I'm writing to request next week, August 1st through August 4th,
off as paid time off.

I have some personal matters to attend to that week that require
me to be out of the office. I wanted to give you as much advance
notice as possible so you can plan accordingly while I am away.

Please let me know if you need any additional information from me
or have any concerns with me taking next week off.

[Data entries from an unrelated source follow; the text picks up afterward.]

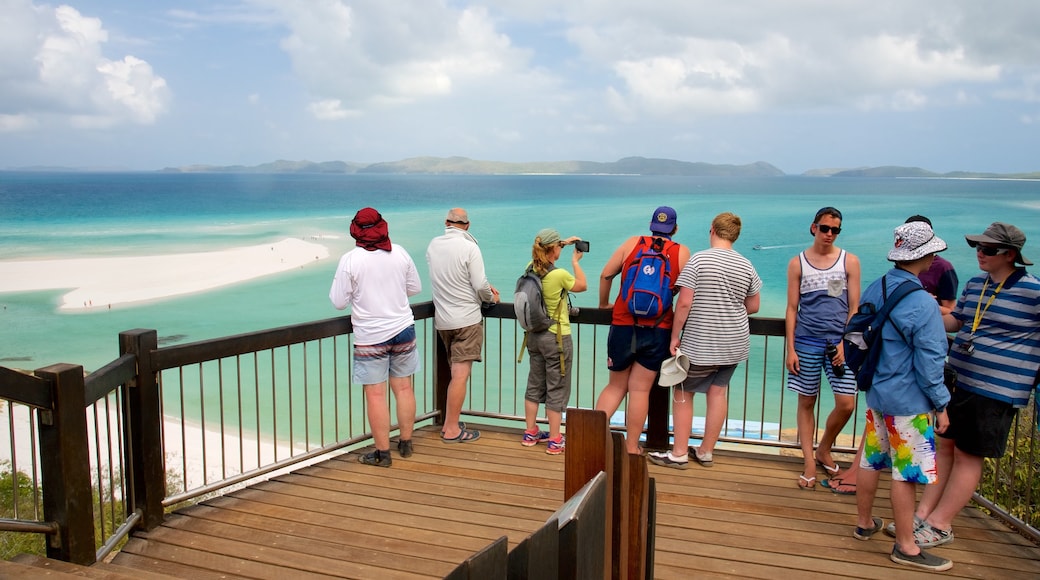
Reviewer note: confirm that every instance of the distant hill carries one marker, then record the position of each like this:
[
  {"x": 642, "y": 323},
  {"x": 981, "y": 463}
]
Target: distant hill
[
  {"x": 280, "y": 166},
  {"x": 898, "y": 172},
  {"x": 464, "y": 165}
]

I appreciate you
considering this request.

Thank you, [Your name]

### Response:
Write an email to my boss that I need next week 08/01 - 08/04 off.

'''

In [4]:
def format_instruction(sample):
	return f"""### Instruction:
Use the Input below to create an instruction, which could have been used to generate the input using an LLM.

### Input:
{sample['response']}

### Response:
{sample['instruction']}
"""


In [5]:
print(format_instruction(dataset[randrange(len(dataset))]))

### Instruction:
Use the Input below to create an instruction, which could have been used to generate the input using an LLM.

### Input:
Lotar is string, Timbal is percussion.

### Response:
Identify which instrument is string or percussion: Timbal, Lotar



Now lets fine tune the language model

In [6]:
import torch
from transformers import AutoTokenizer, AutoModelForCausalLM, BitsAndBytesConfig

use_flash_attention=False
# BitsAndBytesConfig int-4 config
# This part is because we want to do QLoRA
bnb_config = BitsAndBytesConfig(
    load_in_4bit=True, bnb_4bit_use_double_quant=True, bnb_4bit_quant_type="nf4", bnb_4bit_compute_dtype=torch.bfloat16
)

In [7]:
LLAMA2_PATH = "/data/data_user/public_models/Llama_2_hf/Llama-2-7b-hf/"
# Load model and tokenizer
model = AutoModelForCausalLM.from_pretrained(
    LLAMA2_PATH,
    quantization_config=bnb_config,
    use_cache=False,
    use_flash_attention_2=use_flash_attention,
    device_map="auto",
)
model.config.pretraining_tp = 1

tokenizer = AutoTokenizer.from_pretrained(LLAMA2_PATH)
tokenizer.pad_token = tokenizer.eos_token
tokenizer.padding_side = "right"

Loading checkpoint shards: 100%|██████████| 2/2 [00:02<00:00,  1.47s/it]


In [10]:
from peft import LoraConfig, prepare_model_for_kbit_training, get_peft_model

# LoRA config based on QLoRA paper
peft_config = LoraConfig(
        lora_alpha=16,
        lora_dropout=0.1,
        r=64,
        bias="none",
        task_type="CAUSAL_LM",
)


# prepare model for training
model = prepare_model_for_kbit_training(model)
model = get_peft_model(model, peft_config)


In [11]:
from transformers import TrainingArguments

args = TrainingArguments(
    output_dir="llama-7-int4-dolly",
    num_train_epochs=3,
    per_device_train_batch_size=6 if use_flash_attention else 4,
    gradient_accumulation_steps=2,
    gradient_checkpointing=True,
    optim="paged_adamw_32bit",
    logging_steps=10,
    save_strategy="epoch",
    learning_rate=2e-4,
    bf16=False,
    tf32=False,
    max_grad_norm=0.3,
    warmup_ratio=0.03,
    lr_scheduler_type="constant",
    disable_tqdm=True # disable tqdm since with packing values are in correct
)


In [12]:
from trl import SFTTrainer

max_seq_length = 2048 # max sequence length for model and packing of the dataset

trainer = SFTTrainer(
    model=model,
    train_dataset=dataset,
    peft_config=peft_config,
    max_seq_length=max_seq_length,
    tokenizer=tokenizer,
    packing=True,
    formatting_func=format_instruction,
    args=args,
)


In [13]:
trainer.train()

You're using a LlamaTokenizerFast tokenizer. Please note that with a fast tokenizer, using the `__call__` method is faster than using a method to encode the text followed by a call to the `pad` method to get a padded encoding.